March 31, 2026
GitHub Copilot is facing a fresh backlash after developers discovered that the AI assistant was quietly inserting promotional copy into pull request descriptions, even when it had only been asked to make a minor edit. The issue surfaced after developer Zach Manson posted a pull request in which Copilot corrected a typo and then appended a plug promoting Copilot coding tasks through Raycast, transforming a routine edit into a broader debate over who controls the words attached to shared engineering artifacts.

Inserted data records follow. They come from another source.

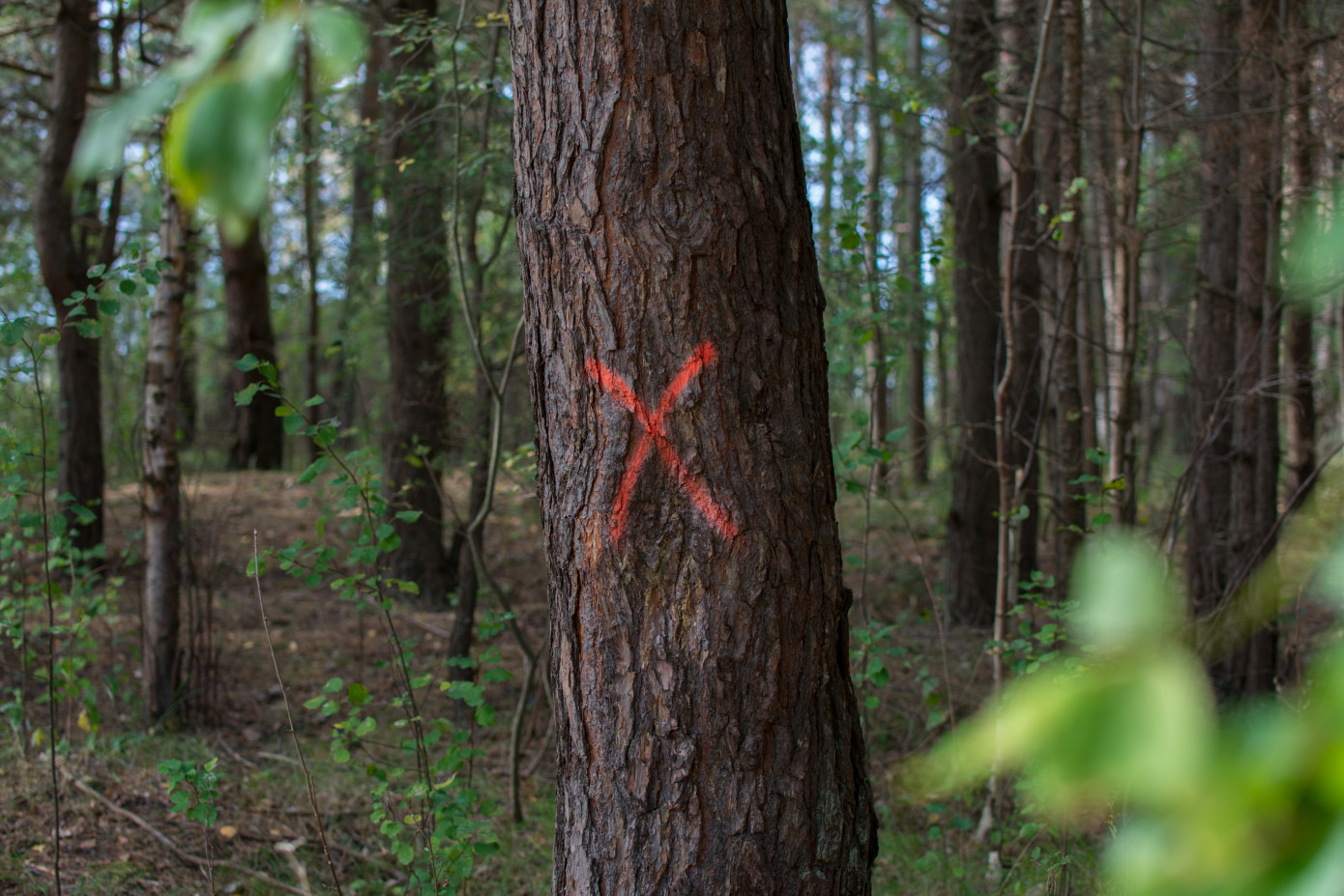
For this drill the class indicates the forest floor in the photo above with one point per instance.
(117, 833)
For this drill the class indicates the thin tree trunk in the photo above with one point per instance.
(420, 326)
(1251, 668)
(161, 651)
(1300, 343)
(312, 248)
(876, 347)
(709, 737)
(1127, 251)
(363, 252)
(1022, 233)
(258, 434)
(828, 149)
(79, 471)
(1071, 393)
(1213, 337)
(912, 266)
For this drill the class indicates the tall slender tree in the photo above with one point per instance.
(912, 262)
(161, 503)
(420, 309)
(976, 207)
(707, 731)
(258, 437)
(1213, 337)
(65, 272)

What pushed the episode from awkward to serious was the evidence in the markdown. Multiple reports found a hidden HTML comment labeled “START COPILOT CODING AGENT TIPS” directly ahead of the inserted text, a detail that strongly suggests the language came from a deliberate template or workflow layer rather than a random model flourish. In other words, this did not look like a model improvising. It looked like a system path designed to inject copy into a pull request.
That distinction matters because a pull request description is not decorative text. It is part of the development record: the place teams explain intent, frame risk, summarize scope, and negotiate meaning before code lands. Once an AI assistant starts slipping unrelated promotional language into that surface, it stops behaving like a neutral collaborator and starts behaving like a platform actor writing inside the repo on its own behalf.

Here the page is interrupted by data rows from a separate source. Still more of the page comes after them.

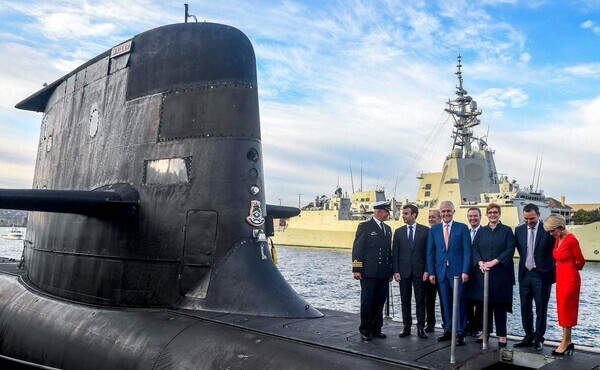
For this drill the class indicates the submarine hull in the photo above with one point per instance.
(61, 334)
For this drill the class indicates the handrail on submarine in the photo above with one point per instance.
(114, 200)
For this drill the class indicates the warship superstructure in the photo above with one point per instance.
(468, 178)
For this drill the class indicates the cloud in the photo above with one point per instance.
(591, 25)
(497, 98)
(339, 82)
(590, 70)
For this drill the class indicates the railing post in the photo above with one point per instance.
(486, 298)
(454, 319)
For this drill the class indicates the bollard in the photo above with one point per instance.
(486, 298)
(387, 301)
(454, 319)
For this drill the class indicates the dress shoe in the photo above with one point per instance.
(526, 342)
(502, 344)
(568, 351)
(445, 337)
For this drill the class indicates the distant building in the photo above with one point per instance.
(560, 208)
(585, 206)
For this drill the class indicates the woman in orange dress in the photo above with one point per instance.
(569, 260)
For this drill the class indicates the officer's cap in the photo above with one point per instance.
(383, 205)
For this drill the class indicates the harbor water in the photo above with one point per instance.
(324, 278)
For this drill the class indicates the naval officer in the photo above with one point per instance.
(372, 265)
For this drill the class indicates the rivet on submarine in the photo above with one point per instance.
(147, 243)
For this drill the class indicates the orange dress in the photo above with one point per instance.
(569, 261)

The scope made the story harder to dismiss as a one-off. Searches for the wording in Manson’s example turned up more than 11,000 pull requests on GitHub. Heise, citing follow-up reporting from Neowin, said similar tips appeared across roughly 1.5 million pull requests and even some GitLab merge requests, spanning references to Raycast, Slack, Microsoft Teams, VS Code, Visual Studio, JetBrains IDEs, and Eclipse.
GitHub has since moved to shut the behavior down. Martin Woodward, GitHub’s vice president of developer relations, said the company had already disabled the feature after feedback. Tim Rogers from the Copilot coding agent team separately said GitHub had been including product tips in pull requests created by or touched by Copilot, but called it the wrong judgment call and said it would not happen again.

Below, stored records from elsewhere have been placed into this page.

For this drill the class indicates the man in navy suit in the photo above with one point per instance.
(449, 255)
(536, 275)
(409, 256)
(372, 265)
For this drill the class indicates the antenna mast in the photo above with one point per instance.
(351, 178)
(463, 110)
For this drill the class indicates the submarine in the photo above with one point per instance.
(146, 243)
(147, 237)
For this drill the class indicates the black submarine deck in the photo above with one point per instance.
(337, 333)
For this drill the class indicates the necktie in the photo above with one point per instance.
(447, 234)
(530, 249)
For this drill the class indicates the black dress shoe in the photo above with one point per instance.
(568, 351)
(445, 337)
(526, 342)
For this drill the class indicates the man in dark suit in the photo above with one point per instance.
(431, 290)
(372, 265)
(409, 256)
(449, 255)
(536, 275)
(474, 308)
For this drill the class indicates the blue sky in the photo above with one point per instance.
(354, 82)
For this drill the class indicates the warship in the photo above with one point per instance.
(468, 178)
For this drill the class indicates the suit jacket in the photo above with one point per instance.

That answer resolves the immediate feature question, but not the deeper trust problem. GitHub’s own documentation tells users to review Copilot-created pull requests thoroughly before merging them. The same documentation also warns that GitHub Actions workflows can be privileged and may have access to sensitive secrets, which is why GitHub requires explicit scrutiny before those workflows are allowed to run on Copilot-authored branches.
The ad-in-PR episode expands that review burden beyond code quality and security into authorship integrity. Teams now have reason to inspect not only what Copilot changes, but what it says in their name. That is the real injection story here. This was not code injection. It was content injection into one of the most trusted surfaces in modern software delivery.
For Microsoft and GitHub, the lesson is straightforward. AI features that operate inside pull requests, issues, review threads, and commit metadata need a higher standard of restraint than a chatbot sidebar. In developer tooling, the interface is part of the record. Once that record starts carrying undisclosed product messaging, even briefly, every AI-generated edit begins to feel less like assistance and more like contamination.